Fransız şarkıcılar esir kamplarını dolaşıyor, şarkıları ve filmleriyle bizim de tanıdığımız Maurice Chevalier o ekipte yer alıyor.
Bazı Fransız aydınlarının Hitler’e bu yakınlığından Goebbels fırsatı kaçırmıyor, Paris’te “Yahudiler ve Fransa”, “Avrupa’da Bolşevizm” konulu sergiler açıyor.
BERLİN KAÇMAZ
Hitler’in kültürel etkinlik dizisinde Berlin’in olmaması mümkün değil.
Hitler’e felsefi katkıda bulunan filozof Heidegger’in öğrencisi Herder Berlin’de bir dizi konferans veriyor, “demokrasinin başarısızlıkları, halkın gücü” üzerine.
Kültür etkinliklerine adını yazdıranlardan biri de, Berlin Filarmoni Orkestrası efsanevi şefi Herbert Von Karajan. Klasik müzik konserleriyle Üçüncü Reich’ı ve Hitler’i büyülüyor.
Hitler en sevdiği yazarlardan, Nobel ödüllü tiyatro yazarı Gerhard Hauptmann’ı evinde ziyaret ediyor. Hauptmann evinde müthiş bir parti vererek Hitler’i ağırlıyor. Gelişi ve gidişi sırasında Hauptmann Hitler’i yanağından öpüyor mu, orası kayıtlara geçmiyor.
REJİM BESLİYOR
Otoriter rejimler edebiyat ve sanat dünyasından kendisine yandaş bulmakta hiç zorlanmıyor. Rejim o tür sanatçıları her yönden besliyor, onlar da, “biat kültüründe” kusur etmiyor. Ta ki, yeni bir iktidara kadar. Halk bu tiyatroyu ibretle izliyor.
Not: Bu bilgileri Mark Mazower’in kaleme aldığı “Hitler İmparatorluğu, İşgal Avrupa’sında Nazi Yönetimi” isimli kitaptan derledim.
Paket açılmadan delindi
FAZIL Say bir tweet atıyor. Ömer Hayyam’a gönderme yapıyor.
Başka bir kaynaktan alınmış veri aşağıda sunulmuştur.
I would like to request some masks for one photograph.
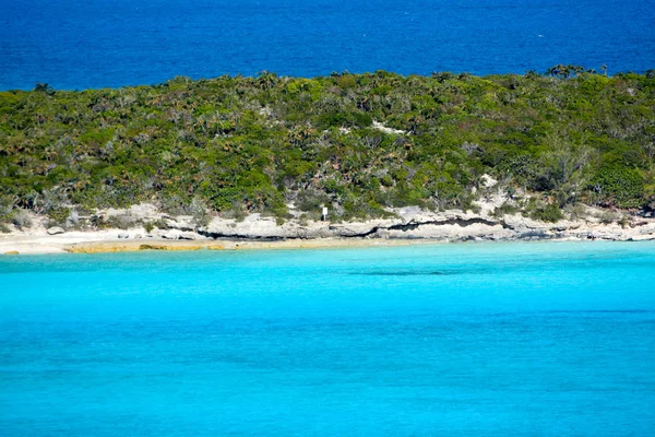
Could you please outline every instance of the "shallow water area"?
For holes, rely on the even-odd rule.
[[[8,436],[648,435],[655,244],[0,258]]]

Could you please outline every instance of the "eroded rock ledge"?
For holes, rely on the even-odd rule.
[[[175,222],[169,223],[176,227]],[[273,217],[252,214],[241,222],[215,217],[196,233],[213,239],[314,239],[383,238],[432,240],[514,240],[514,239],[655,239],[655,220],[600,223],[594,220],[544,223],[520,214],[493,217],[464,211],[429,212],[403,208],[393,218],[364,222],[299,222],[277,224]]]

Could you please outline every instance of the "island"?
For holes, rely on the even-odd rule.
[[[0,92],[0,253],[509,239],[655,239],[654,70]]]

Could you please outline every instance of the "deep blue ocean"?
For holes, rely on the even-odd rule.
[[[0,0],[0,90],[655,68],[653,0]]]
[[[2,436],[652,436],[655,244],[0,258]]]

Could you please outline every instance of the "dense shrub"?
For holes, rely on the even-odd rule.
[[[648,208],[653,119],[652,78],[573,66],[547,76],[262,72],[83,92],[39,84],[0,93],[0,223],[16,208],[66,224],[71,210],[144,201],[199,223],[213,213],[285,218],[289,201],[330,204],[336,218],[467,209],[483,174],[550,197],[557,205],[531,210],[545,220],[579,200]]]

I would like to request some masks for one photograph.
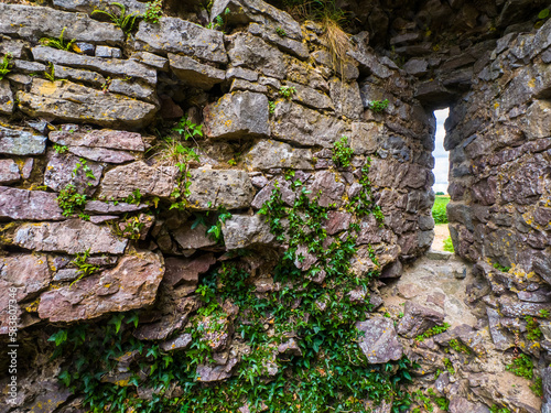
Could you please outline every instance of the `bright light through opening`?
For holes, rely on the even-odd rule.
[[[447,171],[450,169],[450,161],[447,152],[444,150],[444,137],[446,131],[444,129],[444,121],[447,118],[450,108],[435,110],[436,117],[436,138],[434,142],[434,193],[447,194]]]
Türkiye malum, “ileri demokrasi” ülkesi. Her fikir serbest, ancak “bize uygun olduğu sürece”. Katılmıyorsak, gelsin mahkeme, gelsin mahkûmiyet. Bir yanda demokrasi nutukları, öte yanda hiç ama hiç eylem olmadan, sadece düşüncenin suç sayıldığı bir ülke burası. Eylem varsa, ne olduğunu zaten günlerdir görüyoruz.
Fazıl Say attığı tweet nedeniyle yeniden yargılanıyor ve on ay hapse mahkûm oluyor. Tesadüfe bakın, dün haberleri izlerken, ekranlara önce Tayyip Erdoğan’ın sık sık vurguladığı allı pullu “Demokrasi Paketi” nutku geliyor, ardından Fazıl Say’ın düşünce mahkûmiyeti.
Şaşılacak bir şey yok, “ileri demokraside” olur böyle şeyler.